Here's how a German magazine fell for Hitler's fake diaries which are set to be made public
Adolf Hitler's fake diaries, which sparked outrage when they were published by a German magazine as real accounts 40 years ago, will be put on public display at the national archives in Berlin.
Germany’s Stern magazine published the counterfeit journals and circulated their editions around the world. The fake diaries will now be given to the state for preservation, said Bertelsmann publishing house, which currently owns them.
Biggest fake news story in Germany's press history
More than 200 journalists and 27 television crews had gathered on April 25, 1983, at the Gruner & Jahr publishing house in Hamburg to witness what Stern magazine was about to present in front of the world. The editors-in-chief of the magazine arrived at the press conference with 12 black notebooks in their hands, which they claimed to include the personal notes of Adolf Hitler.
Stern's reporter Gerd Heidemann posed with the diaries and the clicked photos were published across the world along with the sensational find of the reports.
Three days later, a special edition was published by Stern with excerpts from the diaries. The circulation of the magazine increased by 400,000. "The history of the Third Reich must be rewritten in large parts," Stern editor-in-chief Peter Koch said.
Forged accounts, years of humiliation
After the diaries were submitted for forensic analysis, it was discovered that the accounts were forged and that the paper used in these diaries had no existence in the Third Reich but was developed in the 1950s.

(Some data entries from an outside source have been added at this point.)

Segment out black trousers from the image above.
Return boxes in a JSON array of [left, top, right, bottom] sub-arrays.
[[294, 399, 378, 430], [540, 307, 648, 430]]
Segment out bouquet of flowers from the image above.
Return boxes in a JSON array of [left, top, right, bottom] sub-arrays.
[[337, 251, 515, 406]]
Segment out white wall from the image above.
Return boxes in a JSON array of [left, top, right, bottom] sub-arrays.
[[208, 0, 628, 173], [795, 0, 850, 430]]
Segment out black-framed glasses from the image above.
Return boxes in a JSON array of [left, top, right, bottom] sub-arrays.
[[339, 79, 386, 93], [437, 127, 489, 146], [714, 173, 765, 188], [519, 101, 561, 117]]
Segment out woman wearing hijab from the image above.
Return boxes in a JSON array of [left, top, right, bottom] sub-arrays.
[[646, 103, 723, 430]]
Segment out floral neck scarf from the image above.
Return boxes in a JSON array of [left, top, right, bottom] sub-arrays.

A week after publishing the forged diaries of Hitler, Stern had to make a humiliating admission that was fooled by the seller who coaxed them into buying the diaries for 9.3m Deutschmarks.
The owner of the Sunday Times, Rupert Murdoch, had been personally involved in the bidding war to secure the rights of the diaries and had flown to Zurich to finalise the deal. Speaking at the 2012 Leveson inquiry, Murdoch later said that he would never live down the error. “It was a massive mistake I made and I will have to live with it for the rest of my life," he said.
President of Germany’s federal archives Michael Hollmann described the diaries as “a shameless attempt to give the brutal crimes of National Socialism a human veneer, which struck a chord in 1980’s society.”
Creator the forged diaries
A petty criminal, Konrad Kujau, who was earlier creating fake luncheon vouchers had produced the diaries. He had a successful career as a Nazi memorabilia forger who also claimed to have a few paintings created by Hitler. The diaries were written by Kujau between 1981 and 1983, and he had sold them to the West German journalist Gerd Heidemann, who was famous for his obsession with Nazi artefacts.
The two men served jail sentences for the roles they played in creating and circulating fake diary entries and various newspaper editors were fired over the scandal.
English historian Hugh Trevor-Roper, who was an expert in Nazi history, had his reputation tainted after he called the works to be authentic.
The diaries will now be placed on permanent display in Koblenz, in the western part of Germany, and will be made available to the general public academics in accordance with the law.